Dubbed as the Baryon Oscillation Spectroscopic Survey, the Great Wall is composed of nearly 830 individual galaxies, possessing a mass 10,000 times higher than that of the Milky Way. It is a well-known fact that gravitational force binds multiple galaxies together into enormous clusters. These clusters often come together to form superclusters, which in turn get connected into virtually never-ending lines of galaxies known as walls or filaments.
Up until now, researchers have been able to locate only a few of these megastructures, including the Sloan Great Wall and Laniakea, a massive supercluster system of which Milky Way is a part. None, however, comes close to the BOSS Great Wall, in terms of sheer size and scale. Containing over 830 separate galaxies held together by means of gravity, the newly-discovered object boasts a mass up to 10,000 heavier than our own galaxy.
For the sake of comparison, Earth orbits a single star. The Sun is only one of a total of 200 billion stars that make up the Milky Way.
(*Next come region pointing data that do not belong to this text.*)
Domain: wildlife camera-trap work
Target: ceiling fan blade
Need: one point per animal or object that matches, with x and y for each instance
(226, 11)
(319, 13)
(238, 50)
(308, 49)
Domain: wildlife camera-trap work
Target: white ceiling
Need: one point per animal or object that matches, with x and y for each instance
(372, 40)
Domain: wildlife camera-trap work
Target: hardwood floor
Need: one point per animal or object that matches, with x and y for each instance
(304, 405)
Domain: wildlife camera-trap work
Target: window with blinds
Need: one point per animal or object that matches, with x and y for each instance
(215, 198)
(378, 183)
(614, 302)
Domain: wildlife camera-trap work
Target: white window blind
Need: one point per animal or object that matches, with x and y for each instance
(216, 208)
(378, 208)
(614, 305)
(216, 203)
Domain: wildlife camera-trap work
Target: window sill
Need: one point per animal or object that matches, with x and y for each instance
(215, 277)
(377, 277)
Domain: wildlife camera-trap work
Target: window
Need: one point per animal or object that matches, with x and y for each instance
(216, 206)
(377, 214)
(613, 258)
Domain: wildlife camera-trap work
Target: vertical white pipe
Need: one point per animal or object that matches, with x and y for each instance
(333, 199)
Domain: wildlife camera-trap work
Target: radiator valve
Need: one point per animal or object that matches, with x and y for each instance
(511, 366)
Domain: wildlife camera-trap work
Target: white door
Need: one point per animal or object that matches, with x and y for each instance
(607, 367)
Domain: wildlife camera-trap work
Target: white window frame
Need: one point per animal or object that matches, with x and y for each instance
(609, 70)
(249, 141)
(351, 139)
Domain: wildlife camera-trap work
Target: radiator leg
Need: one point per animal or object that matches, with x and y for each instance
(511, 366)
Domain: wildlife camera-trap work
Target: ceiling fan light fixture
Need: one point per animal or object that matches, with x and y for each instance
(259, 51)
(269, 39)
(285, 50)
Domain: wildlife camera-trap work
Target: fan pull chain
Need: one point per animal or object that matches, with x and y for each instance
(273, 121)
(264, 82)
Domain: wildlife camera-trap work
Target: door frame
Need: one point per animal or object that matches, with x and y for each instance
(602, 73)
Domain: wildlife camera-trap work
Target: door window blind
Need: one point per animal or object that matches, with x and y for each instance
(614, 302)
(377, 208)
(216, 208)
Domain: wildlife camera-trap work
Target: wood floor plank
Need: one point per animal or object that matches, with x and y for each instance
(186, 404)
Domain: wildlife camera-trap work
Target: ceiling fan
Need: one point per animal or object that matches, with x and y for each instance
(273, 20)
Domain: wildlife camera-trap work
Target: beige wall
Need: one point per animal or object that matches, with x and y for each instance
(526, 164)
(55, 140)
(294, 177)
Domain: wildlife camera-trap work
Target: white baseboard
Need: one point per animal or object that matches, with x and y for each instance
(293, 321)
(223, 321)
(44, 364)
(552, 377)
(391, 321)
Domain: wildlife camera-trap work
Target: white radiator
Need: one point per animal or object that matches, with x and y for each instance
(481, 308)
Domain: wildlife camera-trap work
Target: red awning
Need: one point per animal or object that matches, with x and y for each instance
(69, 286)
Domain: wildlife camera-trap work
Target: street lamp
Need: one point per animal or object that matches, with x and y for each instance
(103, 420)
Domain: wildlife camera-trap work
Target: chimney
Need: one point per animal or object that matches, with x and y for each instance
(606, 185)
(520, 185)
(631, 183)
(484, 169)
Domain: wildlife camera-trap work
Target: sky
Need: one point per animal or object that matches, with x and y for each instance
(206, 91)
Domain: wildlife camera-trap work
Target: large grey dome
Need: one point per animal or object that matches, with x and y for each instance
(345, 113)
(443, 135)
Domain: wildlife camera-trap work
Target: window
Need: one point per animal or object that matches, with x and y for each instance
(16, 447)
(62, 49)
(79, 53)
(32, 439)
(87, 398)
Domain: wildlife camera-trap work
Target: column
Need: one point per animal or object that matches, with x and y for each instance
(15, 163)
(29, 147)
The BOSS Great Wall comprises of a string of such galaxies, connected by means of gases. As the scientists point out, there are likely many more galaxies that are present much farther from our planet, thus being too faint to be observed by standard survey telescopes. Speaking about the find, recently published in the Astronomy & Astrophysics journal, Heidi Lietzen, the leader of the research team, said:
It was so much bigger than anything else in this volume.
While some researchers believe galaxy filaments are the largest objects in the entire universe, there are others who are uncertain as to whether a supercluster complex is actually a single, connected structure. This is because some experts are of the opinion that galaxy walls have gaps and dips that seem to be linked by clouds of dust or gas. Allison Coil, a scientist at the University of California in San Diego, said:
I don’t entirely understand why they are connecting all of these features together to call them a single structure. There are clearly kinks and bends in this structure that don’t exist, for example, in the Sloan Great Wall.
According to the team at the Canary Islands Institute of Astrophysics, the BOSS Great Wall contains five times the number of galaxies as an average supercluster complex. However, it is nearly impossible to find out if the individual galaxies move together as a system.